Au sujet de ce blog

Comme on le voit souvent dans les films:

"Toute ressemblance avec une information, une entreprise, une organisation, un produit, un nom de domaine, une adresse électronique, un logo, une personne ou un évènement réel est purement fortuite et ne doit être supposée"
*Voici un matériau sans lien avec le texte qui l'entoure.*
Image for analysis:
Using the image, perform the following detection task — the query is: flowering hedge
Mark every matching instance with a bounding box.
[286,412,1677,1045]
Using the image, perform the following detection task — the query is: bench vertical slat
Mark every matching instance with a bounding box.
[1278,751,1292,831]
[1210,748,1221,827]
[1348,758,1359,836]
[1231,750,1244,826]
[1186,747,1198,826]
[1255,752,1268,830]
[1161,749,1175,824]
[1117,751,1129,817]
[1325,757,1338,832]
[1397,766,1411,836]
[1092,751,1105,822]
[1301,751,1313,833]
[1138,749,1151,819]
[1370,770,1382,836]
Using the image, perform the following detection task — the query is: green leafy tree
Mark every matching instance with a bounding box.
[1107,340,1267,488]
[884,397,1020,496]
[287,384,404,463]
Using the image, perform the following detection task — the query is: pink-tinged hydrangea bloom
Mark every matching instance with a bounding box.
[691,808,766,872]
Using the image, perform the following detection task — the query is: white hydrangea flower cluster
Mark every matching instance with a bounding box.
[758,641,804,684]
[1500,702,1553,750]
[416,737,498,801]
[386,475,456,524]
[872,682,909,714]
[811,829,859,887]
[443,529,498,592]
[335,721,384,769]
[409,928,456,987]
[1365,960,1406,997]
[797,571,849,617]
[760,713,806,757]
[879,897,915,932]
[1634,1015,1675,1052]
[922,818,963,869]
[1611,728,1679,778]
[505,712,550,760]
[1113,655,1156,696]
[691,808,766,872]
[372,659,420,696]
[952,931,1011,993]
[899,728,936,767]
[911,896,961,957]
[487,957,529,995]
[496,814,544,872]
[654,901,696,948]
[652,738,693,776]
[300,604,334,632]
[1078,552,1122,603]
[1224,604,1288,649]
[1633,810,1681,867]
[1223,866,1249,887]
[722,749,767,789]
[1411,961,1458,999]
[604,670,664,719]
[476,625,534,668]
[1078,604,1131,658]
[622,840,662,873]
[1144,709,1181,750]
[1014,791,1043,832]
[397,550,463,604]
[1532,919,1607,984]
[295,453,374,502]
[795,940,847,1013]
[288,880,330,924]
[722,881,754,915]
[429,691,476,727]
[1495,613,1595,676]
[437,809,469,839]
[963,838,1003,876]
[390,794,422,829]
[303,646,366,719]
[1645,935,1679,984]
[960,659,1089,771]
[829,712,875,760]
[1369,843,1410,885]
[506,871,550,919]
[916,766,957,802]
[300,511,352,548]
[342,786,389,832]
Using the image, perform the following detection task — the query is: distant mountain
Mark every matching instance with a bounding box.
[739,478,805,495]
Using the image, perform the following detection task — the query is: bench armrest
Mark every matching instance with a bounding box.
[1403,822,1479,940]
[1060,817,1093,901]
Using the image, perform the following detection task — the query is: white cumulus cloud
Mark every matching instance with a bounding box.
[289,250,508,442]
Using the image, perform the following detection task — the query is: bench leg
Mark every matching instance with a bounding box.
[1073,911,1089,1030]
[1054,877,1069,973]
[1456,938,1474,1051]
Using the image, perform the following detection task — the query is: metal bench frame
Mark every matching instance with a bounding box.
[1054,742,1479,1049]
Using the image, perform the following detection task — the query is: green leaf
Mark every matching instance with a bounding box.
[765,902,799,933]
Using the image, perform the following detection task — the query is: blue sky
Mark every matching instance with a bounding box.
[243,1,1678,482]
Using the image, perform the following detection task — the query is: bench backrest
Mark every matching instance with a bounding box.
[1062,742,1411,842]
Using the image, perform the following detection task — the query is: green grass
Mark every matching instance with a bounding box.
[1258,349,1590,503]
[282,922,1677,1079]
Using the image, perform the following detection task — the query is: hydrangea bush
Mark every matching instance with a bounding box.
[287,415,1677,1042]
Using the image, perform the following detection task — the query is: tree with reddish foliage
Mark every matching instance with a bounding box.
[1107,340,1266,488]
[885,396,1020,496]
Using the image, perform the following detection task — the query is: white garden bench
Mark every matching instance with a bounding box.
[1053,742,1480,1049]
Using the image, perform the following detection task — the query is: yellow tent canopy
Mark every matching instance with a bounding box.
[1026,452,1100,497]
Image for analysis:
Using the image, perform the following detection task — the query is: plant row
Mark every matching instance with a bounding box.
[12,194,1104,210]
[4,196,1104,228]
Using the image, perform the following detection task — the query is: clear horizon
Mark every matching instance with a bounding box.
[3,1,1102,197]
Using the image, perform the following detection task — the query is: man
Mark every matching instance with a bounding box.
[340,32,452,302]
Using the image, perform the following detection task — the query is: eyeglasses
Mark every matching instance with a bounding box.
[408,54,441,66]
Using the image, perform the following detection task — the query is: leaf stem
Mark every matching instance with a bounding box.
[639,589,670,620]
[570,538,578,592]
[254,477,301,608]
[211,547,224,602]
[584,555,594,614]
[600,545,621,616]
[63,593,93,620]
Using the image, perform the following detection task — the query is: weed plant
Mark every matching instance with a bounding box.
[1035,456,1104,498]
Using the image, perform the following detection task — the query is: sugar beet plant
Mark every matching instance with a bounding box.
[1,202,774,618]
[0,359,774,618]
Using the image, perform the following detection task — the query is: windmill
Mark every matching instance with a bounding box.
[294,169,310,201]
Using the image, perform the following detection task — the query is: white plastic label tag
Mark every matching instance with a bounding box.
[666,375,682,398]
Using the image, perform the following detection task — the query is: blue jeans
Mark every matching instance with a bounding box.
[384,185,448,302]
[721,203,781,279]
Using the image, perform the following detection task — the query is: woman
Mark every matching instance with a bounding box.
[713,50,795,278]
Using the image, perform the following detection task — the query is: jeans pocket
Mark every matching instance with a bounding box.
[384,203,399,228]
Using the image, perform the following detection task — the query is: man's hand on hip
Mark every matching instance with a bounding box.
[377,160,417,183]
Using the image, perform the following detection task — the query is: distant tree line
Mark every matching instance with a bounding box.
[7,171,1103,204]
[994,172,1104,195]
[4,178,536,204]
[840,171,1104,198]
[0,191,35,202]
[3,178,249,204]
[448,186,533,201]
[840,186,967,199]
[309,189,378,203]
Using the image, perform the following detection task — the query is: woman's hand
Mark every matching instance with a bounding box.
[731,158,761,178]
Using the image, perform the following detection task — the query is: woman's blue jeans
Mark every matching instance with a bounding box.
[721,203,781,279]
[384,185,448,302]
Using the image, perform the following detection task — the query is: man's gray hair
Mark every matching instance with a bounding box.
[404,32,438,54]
Ou encore comme le dit très bien l'éditorial du numéro 1 du Canard enchaîné le 10 septembre 1915 :

"Le Canard enchaîné a décidé de rompre délibérément avec toutes les traditions journalistiques établies jusqu'à ce jour. En raison de quoi, ce journal veut bien épargner, tout d'abord à ses lecteurs, le supplice d'une présentation. En second lieu, Le Canard enchaîné prend l'engagement d'honneur de ne céder, en aucun cas, à la déplorable manie du jour. C'est assez dire qu'il s'engage à ne publier, sous aucun prétexte, un article stratégique, diplomatique ou économique, quel qu'il soit. Son petit format lui interdit, d'ailleurs, formellement, ce genre de plaisanterie. Enfin, Le Canard enchaîné prend la grande liberté de n'insérer, après minutieuse vérification, que des nouvelles rigoureusement inexactes. Chacun sait, en effet, que la presse française, sans exception, ne communique à ses lecteurs, depuis le début de la guerre, que des nouvelles implacablement vraies. Eh bien, le public en a assez ! Le public veut des nouvelles fausses... pour changer. Il en aura. Pour obtenir ce joli résultat, la Direction du Canard enchaîné, ne reculant devant aucun sacrifice, n'a pas hésité à passer un contrat d'un an avec la très célèbre Agence Wolff qui lui transmettra chaque semaine, de Berlin, par fil spécial barbelé, toutes les fausses nouvelles du monde entier. Dans ces conditions, nous ne doutons pas un seul instant que le grand public voudra bien nous réserver bon accueil et, dans cet espoir, nous lui présentons par avance et respectueusement, nos plus sincères condoléances".

Donc si jamais le nom de ce blog ne vous a pas mit la puce à l'oreille: ce blog n'a aucune prétention à être prit au sérieux ou à énoncer une quelconque vérité.